So check me on this; I’m no political wonk, but I think I’ve got this right. I’ve been hearing a lot of people talk about the deep divide in this country, as proven by the fact that the election was so close. And I think that from this point forwards, the election is pretty much always going to be that close, going to come to a razor-thin margin, a nail-biting conclusion, because in this era of Big Data, politicians have a lot more information about what voters want than they used to. And so they’re going to generally race to the center, wherever that center is, and position themselves right there on the edge of that dividing line. (Even allowing for Trump’s volatility, I think the Republican machine mostly managed to get him there, and where they failed, I suspect Clinton ended up meeting him wherever he was.)
This is illustrated by the hot dog stand / gas station problem, known in economics as Hotelling’s Law (https://en.wikipedia.org/wiki/Hotelling%27s_law). This is what ends up causing two hot dog stands on the beach to end up right next to each other in the middle of the beach, rather than spotted one-third and two-thirds of the way down the beach, as would be more rationally convenient for the customers. They might start out in those positions, but when stand A realizes they can grab a little business (a few votes) by inching towards the center, they do that. And then stand B follows suit, and so they end up back-to-back in the middle of the beach. That’s also why you end up with three or four gas stations on the same intersection — they’ve raced to maximize their ability to grab customers.
So it’s not really that our country is any more deeply divided than it has ever been before, though it may feel that way. It’s that we’ve gotten very good at finding the exact dividing line, and, not incidentally, concentrating all our efforts during a general election on widening that crack.
So what does all that means for this particular election? I end up with four conclusions:
a) For those who are feeling shocked that almost half the country is willing to vote for someone who is advocating homophobia, misogyny, and racism, not to mention willing to throw people in desperate poverty under the bus — well, even if we’d ended up barely on the other side of that line and won the election, almost half the country was still willing to vote for that. That’s the reality of America right now. That’s the battle for hearts and minds that we have to win if we want things to change.

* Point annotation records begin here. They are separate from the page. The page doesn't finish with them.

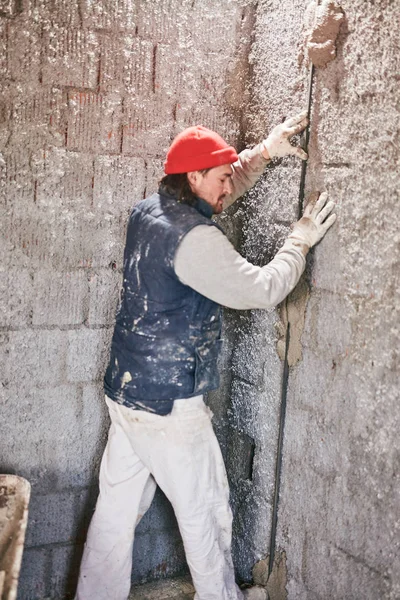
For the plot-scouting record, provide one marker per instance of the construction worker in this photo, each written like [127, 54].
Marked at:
[179, 268]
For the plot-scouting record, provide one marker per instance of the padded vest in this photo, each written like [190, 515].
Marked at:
[167, 336]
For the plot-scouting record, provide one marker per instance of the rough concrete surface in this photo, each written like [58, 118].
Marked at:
[91, 95]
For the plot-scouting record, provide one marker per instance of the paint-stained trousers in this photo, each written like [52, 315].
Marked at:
[180, 453]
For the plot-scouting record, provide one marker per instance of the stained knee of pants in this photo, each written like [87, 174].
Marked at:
[180, 452]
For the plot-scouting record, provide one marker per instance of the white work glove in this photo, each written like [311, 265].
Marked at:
[315, 221]
[278, 144]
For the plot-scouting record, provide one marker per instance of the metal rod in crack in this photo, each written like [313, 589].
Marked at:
[285, 374]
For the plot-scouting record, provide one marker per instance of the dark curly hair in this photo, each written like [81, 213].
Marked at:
[178, 185]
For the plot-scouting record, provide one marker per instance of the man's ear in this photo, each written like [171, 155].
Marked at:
[192, 177]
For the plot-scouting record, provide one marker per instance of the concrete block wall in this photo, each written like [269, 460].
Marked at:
[91, 95]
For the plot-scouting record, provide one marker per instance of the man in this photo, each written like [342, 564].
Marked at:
[179, 268]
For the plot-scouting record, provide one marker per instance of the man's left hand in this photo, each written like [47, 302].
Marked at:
[278, 143]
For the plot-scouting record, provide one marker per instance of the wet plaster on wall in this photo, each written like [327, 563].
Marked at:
[293, 312]
[338, 518]
[322, 23]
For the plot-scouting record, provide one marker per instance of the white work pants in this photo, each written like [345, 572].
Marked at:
[180, 453]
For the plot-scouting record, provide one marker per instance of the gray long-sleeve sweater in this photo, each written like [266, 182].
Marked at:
[207, 262]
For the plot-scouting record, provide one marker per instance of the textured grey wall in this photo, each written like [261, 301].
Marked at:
[339, 510]
[92, 92]
[91, 95]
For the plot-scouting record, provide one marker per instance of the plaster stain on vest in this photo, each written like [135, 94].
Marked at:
[126, 378]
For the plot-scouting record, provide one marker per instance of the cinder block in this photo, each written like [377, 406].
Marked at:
[154, 20]
[103, 299]
[126, 65]
[220, 26]
[64, 180]
[24, 48]
[154, 173]
[65, 13]
[119, 184]
[90, 242]
[116, 15]
[60, 298]
[41, 238]
[52, 519]
[183, 80]
[38, 118]
[94, 122]
[71, 58]
[215, 117]
[18, 181]
[15, 297]
[33, 579]
[4, 72]
[87, 354]
[147, 126]
[10, 8]
[36, 357]
[44, 438]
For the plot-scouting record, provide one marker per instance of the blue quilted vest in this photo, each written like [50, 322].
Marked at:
[167, 336]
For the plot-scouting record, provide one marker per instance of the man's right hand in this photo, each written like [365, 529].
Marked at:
[315, 222]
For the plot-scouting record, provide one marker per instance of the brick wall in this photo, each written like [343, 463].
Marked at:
[91, 95]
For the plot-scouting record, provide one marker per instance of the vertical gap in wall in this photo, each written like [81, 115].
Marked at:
[285, 374]
[154, 68]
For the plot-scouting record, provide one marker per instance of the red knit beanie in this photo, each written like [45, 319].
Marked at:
[197, 148]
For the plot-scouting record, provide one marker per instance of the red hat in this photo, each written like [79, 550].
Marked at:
[197, 148]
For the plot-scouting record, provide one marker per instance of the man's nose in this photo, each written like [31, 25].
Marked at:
[228, 187]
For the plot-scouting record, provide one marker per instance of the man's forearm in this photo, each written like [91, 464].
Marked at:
[246, 171]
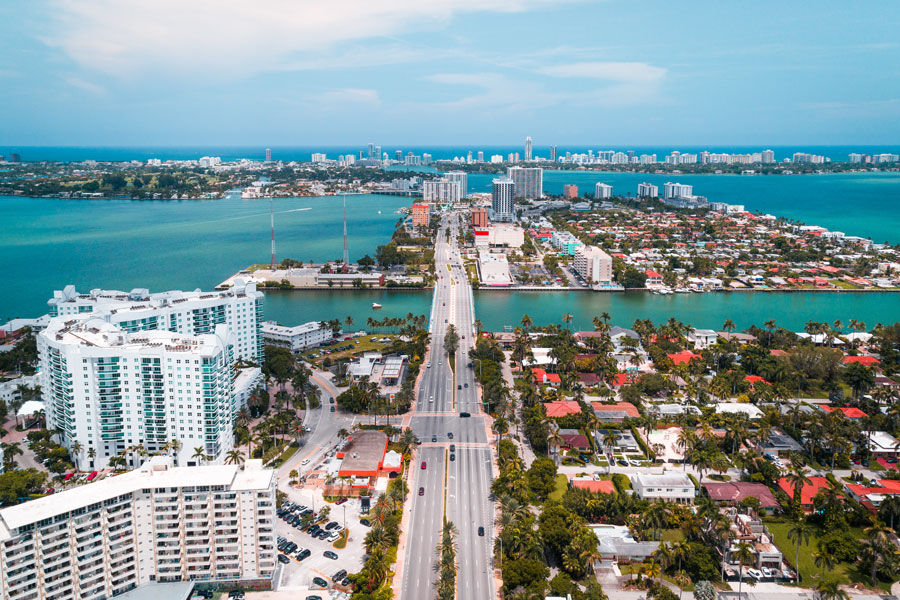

b) Change is possible, but it doesn’t come at the end of an election cycle. It has come earlier, moving the Overton window so that the center, the dividing line, shifts right or left. The politicians will follow us (because whatever their own ideology, they know they need to get elected first to implement their visions), and even a Bernie Sanders can only do so much to drag the Overton window without a groundswell of popular support behind him or her. I don’t think Sanders would have had a chance without the Occupy movement before him, putting income inequality squarely in the public eye, popularizing the phrase “the one-percent.” Pick your causes and support them now.
c) If half the country is against you (and would have been even if we’d won), half the country is with you. Try to concentrate on that for the next fight.
d) Third-party candidates are always going to be seen as spoilers from now on, because if it comes to that razor-thin margin, then inevitably, anyone who votes for them in swing states will, actually, likely help swing the election. If you really want to break down the two-party system, if that’s your cause, then I think you need to build up that third-party substantially, so it actually has a shot. Until then, people are going to be angry if you vote third-party in a swing state, because you’re saying that you think a faint nod towards breaking down the system is more important than the actual immediate consequences of electing the other guy. In this particular case, lives will be lost as a result of this election, on the healthcare front certainly, and probably elsewhere. That’s what lives on that bright dividing line.